32(1)This paragraph applies if, but for this Part of this Act, an amount would have been carried forward to an accounting period of an insurance company under section 76(12) or (13) of ICTA (expenses of insurance companies).U.K.
(2)The amount is to be treated for the purposes of step 5 of section 76 as an expense from a previous accounting period carried forward as a result of section 73 to the accounting period of the company beginning on 1 January 2013.
33(1)This paragraph applies if, but for this Part of this Act, any amount of expenses would, as a result of section 86(8) and (9) of FA 1989 (relief for fraction of acquisition expenses for earlier accounting periods), have been relieved in an accounting period of an insurance company beginning on or after 1 January 2013.U.K.
(2)Relief is to continue to be given for the expenses in question as follows—
(a)the amount of the relief for each accounting period is to be determined in accordance with section 86(8) and (9) of FA 1989 (despite their repeal by this Part of this Act), and
(b)the relief is to be given by treating the amount of the expenses as deemed BLAGAB management expenses for the accounting periods in question for the purposes of section 76.
(3)But relief is not to be given as a result of sub-paragraph (2) for any expenses for any accounting period (“the period concerned”) if the expenses are reversed in the period concerned or any preceding accounting period.
34(1)This paragraph applies if—U.K.
(a)an insurance company carries on basic life assurance and general annuity business in an accounting period beginning on or after 1 January 2013, and
(b)the company has a BLAGAB trade loss for the accounting period.
(2)For the purposes of section 37(6) of CTA 2010 (as applied by section 123) the company is to be treated as carrying on that business in a previous accounting period if the company carried on life assurance business in that period.
35(1)This paragraph applies in relation to assets of an insurance company carrying on life assurance business which were assets of the shareholder fund of the company for the period of account ending immediately before 1 January 2013.U.K.
(2)Those assets are, in relation to times on or after that date, to be regarded for the purposes of this Part as assets forming part of the long-term business fixed capital of the company (whether or not they would otherwise be so regarded).
(3)An asset is an “asset of the shareholder fund of an insurance company for the period of account ending immediately before 1 January 2013” if it is shown in any of lines 11 to 102 of Form 13 in the company's periodical return ending immediately before that date in respect of assets other than those of its long-term business.

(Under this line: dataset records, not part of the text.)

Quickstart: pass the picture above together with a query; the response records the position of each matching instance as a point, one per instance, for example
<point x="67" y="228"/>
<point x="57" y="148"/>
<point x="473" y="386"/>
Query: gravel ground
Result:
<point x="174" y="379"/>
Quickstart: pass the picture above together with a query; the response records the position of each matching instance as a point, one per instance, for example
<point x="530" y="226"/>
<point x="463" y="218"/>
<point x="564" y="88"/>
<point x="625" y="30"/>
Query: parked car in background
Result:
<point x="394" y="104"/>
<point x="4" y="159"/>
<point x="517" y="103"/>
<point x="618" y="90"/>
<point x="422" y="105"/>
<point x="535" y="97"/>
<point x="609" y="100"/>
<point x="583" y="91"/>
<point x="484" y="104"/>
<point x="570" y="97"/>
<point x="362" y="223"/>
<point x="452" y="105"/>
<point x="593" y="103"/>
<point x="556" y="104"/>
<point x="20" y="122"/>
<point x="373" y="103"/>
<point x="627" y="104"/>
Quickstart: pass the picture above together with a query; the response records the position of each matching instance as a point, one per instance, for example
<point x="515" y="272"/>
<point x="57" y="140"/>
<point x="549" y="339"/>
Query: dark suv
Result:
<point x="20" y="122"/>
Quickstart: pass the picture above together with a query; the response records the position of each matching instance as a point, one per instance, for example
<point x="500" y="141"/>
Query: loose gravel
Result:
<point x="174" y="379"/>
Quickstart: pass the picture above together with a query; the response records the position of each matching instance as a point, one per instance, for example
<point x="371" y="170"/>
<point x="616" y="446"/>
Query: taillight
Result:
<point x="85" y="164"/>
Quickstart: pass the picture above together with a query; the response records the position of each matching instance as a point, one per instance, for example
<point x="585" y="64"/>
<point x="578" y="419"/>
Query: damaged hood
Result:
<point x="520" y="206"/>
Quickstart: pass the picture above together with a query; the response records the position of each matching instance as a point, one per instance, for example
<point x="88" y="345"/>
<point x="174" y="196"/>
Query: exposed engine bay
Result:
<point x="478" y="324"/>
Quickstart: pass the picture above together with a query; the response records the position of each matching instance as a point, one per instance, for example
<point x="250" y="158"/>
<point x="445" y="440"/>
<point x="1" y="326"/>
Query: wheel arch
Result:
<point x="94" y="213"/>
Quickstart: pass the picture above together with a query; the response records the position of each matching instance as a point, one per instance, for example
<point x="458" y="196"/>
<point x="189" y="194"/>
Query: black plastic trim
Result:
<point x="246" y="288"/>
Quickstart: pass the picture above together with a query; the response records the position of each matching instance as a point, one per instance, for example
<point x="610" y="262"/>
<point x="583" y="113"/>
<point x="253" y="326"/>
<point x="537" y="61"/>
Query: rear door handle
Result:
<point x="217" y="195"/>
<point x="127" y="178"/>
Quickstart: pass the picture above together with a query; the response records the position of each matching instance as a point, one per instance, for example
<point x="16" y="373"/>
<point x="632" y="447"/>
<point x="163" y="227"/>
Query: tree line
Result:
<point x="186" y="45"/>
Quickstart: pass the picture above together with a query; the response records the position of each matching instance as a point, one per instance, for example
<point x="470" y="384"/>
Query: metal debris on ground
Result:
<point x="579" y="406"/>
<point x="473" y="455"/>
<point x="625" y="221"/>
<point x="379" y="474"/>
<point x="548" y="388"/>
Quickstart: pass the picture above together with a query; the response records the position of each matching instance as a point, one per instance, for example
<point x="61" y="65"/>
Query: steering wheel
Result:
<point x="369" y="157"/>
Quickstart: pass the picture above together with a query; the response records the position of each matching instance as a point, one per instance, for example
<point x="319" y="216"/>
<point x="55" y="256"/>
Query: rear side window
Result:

(4)But an asset is not to be regarded as an asset of the shareholder fund for that period of account if for any accounting period ending before 1 January 2013—
(a)income arising from the asset was, or chargeable gains or allowable losses accruing on any part disposal of the asset for the purposes of TCGA 1992 were, taken into account for the purposes of the charge to corporation tax on the I minus E basis, or
(b)income arising from the asset was taken into account in calculating the profits of the company in respect of its life assurance business in accordance with the provisions applicable for the purposes of the taxation of such profits under section 35 of CTA 2009 (charge on trade profits).